Some Expert level complications, Re: To accept input from PIPE by a program 
Author Message
 Some Expert level complications, Re: To accept input from PIPE by a program

Some questions of linked list to manage memory are purely C/C++ oriented
so I post this in comp.lang.c(++).



Quote:

> > Now I applied this solution to a file whose size is not specified.
> > The original working program would open the file specified in the
> > argv[1] and get the size by the usual fseek(SEEK_SET) method and
> > then ftell to get the size. However, this does not work with stdin.

>     There's nothing special about stdin that prevents this from
> working; the problem is with the source from which stdin reads its
> data.  Some sources (e.g., files) have well-defined sizes and are
> seekable.  Some (e.g., pipes, sockets, keyboards, ...) do not.

Is there a way to set up a pipe that feeds the data into the command_n
to hold all the output from the previous command_(n-1)in a big enough
pipe so that command_n can seek in it?

Quote:
> > I have been able to get the size from stdin using a loop with fgetc
> > till EOF. But then it is not able to move back.
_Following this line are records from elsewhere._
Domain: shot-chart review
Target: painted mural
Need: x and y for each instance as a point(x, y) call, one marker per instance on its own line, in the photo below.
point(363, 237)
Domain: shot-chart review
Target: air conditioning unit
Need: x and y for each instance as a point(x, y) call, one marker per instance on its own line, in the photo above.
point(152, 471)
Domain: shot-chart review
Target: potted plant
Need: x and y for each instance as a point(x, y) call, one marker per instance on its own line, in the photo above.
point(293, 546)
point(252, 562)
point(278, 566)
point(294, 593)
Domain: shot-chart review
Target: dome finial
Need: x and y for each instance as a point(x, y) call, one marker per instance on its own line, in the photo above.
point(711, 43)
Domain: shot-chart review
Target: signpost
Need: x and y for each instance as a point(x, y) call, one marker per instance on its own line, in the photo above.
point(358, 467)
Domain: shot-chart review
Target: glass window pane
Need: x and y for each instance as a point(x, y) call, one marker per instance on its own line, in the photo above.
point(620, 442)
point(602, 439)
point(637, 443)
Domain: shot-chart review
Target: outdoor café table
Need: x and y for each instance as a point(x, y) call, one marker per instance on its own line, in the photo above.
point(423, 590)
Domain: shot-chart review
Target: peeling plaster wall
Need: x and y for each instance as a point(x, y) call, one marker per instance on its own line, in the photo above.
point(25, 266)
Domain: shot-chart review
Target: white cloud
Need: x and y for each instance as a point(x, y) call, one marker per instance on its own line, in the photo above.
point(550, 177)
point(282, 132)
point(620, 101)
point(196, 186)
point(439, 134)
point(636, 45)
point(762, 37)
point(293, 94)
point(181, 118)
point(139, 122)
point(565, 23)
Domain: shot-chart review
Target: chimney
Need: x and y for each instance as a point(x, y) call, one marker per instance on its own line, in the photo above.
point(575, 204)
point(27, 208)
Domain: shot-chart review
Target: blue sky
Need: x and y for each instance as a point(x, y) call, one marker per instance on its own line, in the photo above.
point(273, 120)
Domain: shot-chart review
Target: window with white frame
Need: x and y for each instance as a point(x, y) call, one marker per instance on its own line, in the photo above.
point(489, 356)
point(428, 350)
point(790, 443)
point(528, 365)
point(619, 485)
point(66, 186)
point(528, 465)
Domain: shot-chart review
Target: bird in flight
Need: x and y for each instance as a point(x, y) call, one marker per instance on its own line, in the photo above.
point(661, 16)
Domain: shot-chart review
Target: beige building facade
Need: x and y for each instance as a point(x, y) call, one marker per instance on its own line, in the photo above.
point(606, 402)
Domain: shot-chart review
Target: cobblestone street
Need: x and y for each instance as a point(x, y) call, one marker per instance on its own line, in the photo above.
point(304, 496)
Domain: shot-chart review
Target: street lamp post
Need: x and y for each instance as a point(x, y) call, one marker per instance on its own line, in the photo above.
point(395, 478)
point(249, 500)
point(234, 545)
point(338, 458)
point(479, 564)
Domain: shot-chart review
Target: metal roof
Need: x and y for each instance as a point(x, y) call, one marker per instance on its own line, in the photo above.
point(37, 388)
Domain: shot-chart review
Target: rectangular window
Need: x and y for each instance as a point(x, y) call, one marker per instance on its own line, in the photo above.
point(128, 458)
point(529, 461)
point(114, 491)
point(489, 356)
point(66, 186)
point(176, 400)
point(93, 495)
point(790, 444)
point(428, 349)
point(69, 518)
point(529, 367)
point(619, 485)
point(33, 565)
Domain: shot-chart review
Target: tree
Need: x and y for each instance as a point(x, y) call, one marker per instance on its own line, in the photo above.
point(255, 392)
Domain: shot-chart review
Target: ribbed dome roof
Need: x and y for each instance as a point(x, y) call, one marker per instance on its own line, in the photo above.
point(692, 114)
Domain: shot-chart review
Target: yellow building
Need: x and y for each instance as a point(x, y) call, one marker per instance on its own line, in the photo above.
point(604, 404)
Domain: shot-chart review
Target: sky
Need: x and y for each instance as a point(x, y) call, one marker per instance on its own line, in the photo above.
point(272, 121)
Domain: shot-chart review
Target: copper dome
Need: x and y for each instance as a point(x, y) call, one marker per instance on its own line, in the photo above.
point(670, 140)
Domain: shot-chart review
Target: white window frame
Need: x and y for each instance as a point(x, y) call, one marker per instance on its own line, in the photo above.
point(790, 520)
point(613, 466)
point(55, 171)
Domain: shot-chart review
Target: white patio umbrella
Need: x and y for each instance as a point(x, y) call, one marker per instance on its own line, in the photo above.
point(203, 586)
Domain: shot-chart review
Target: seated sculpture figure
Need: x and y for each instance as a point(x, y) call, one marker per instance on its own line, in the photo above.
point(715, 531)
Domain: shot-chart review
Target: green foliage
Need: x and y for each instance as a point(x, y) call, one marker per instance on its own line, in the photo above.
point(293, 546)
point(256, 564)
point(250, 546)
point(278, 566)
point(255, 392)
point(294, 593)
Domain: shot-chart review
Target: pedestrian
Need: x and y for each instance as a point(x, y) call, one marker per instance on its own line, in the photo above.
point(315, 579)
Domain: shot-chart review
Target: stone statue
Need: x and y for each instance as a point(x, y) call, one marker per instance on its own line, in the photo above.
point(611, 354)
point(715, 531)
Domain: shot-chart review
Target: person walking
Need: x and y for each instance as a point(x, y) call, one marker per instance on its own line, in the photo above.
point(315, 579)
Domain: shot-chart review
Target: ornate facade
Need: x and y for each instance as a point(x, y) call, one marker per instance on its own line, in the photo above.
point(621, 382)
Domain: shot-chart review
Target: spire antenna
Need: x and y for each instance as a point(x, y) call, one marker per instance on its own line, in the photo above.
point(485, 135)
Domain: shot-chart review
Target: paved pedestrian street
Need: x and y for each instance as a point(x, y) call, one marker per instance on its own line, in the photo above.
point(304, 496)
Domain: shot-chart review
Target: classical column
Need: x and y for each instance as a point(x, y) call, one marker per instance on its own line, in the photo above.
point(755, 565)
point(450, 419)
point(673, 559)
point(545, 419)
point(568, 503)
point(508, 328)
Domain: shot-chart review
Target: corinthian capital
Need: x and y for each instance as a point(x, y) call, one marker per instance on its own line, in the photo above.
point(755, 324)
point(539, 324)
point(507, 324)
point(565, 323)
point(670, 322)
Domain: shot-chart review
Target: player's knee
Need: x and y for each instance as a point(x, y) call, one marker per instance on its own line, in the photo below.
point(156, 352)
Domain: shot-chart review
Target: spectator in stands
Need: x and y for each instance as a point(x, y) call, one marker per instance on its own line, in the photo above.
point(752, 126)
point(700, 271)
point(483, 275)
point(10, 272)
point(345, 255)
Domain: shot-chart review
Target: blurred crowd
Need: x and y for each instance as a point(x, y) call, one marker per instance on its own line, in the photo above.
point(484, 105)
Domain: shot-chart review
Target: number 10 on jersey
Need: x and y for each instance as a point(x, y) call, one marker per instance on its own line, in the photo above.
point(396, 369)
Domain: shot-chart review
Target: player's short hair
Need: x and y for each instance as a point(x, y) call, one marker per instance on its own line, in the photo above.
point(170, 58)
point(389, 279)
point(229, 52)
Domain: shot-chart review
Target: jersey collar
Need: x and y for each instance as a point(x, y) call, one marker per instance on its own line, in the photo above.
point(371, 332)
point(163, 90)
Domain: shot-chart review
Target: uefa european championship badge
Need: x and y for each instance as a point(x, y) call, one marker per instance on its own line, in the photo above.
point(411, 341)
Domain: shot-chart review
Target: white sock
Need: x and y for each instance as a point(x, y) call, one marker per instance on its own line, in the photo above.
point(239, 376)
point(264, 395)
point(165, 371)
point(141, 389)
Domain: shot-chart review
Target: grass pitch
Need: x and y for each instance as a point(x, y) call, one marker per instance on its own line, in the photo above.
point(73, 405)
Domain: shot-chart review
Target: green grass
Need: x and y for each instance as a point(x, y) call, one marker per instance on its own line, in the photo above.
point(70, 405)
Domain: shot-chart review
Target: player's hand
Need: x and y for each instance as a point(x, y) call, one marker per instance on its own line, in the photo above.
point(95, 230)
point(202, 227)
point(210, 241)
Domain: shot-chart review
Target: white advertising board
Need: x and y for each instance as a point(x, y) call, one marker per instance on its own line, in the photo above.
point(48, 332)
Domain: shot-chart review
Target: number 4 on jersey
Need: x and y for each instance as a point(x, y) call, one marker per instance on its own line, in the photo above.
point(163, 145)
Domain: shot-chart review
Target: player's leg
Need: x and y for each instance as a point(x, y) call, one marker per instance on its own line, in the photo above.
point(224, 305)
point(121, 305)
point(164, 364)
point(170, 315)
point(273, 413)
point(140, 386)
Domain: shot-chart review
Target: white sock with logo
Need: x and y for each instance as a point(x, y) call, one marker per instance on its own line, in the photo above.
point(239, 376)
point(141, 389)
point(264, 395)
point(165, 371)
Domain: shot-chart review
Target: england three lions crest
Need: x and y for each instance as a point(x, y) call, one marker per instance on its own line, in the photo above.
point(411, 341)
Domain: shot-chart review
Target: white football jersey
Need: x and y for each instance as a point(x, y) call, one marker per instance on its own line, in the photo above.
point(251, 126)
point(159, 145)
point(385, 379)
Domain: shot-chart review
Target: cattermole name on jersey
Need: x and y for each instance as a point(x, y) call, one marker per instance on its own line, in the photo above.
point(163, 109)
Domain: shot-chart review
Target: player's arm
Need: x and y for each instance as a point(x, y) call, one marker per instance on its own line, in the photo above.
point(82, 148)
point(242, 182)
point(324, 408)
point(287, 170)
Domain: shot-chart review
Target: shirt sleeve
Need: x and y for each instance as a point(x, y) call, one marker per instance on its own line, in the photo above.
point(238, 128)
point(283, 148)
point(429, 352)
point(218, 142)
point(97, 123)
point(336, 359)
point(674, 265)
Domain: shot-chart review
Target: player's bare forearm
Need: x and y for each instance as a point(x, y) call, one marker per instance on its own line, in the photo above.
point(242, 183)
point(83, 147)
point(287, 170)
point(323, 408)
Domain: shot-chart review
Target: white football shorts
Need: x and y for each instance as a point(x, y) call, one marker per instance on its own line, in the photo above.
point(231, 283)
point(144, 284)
I assume that you
> > have to do fgetc and store the result as you go. This means that
> > you have to allocate memory and reallocate it if your size is
greater.

>     That's one way.  Another is to allocate a "chunk" of a convenient
> size, fill it with data from the file, and allocate additional chunks
> as needed, keeping track of the list of chunks somehow (perhaps by
> chaining them together in a linked list).  The rest of the program
> no longer has a simple array to deal with, but that may be
unimportant.

>     The "best" way, of course, is to figure out how to accomplish the
> task at hand without storing all the data: Do you *really* need to
> make multiple passes over the file, do you *really* need to access
> the data bytes in arbitrary order?  The answers to these questions
> may be affirmative, but if they aren't you can probably do everything
> you need with a smallish amount of storage essentially independent
> of the data length.

I do not need to do multiple passes over the data except in the
beginning. The problem is that I have to know the size to allocate
the memory. In the future when extending this problem, I may need to
do a lot of seeking in the file so that I would like to see both
solutions.

- Show quoted text -

Quote:
> > The only problem is that the size of the file
> > is very variable from <Meg to 10s of Megs and this command is inside
> > a pipe of commands. This means that you cannot take too much memory
> > since they need memory too, or do they???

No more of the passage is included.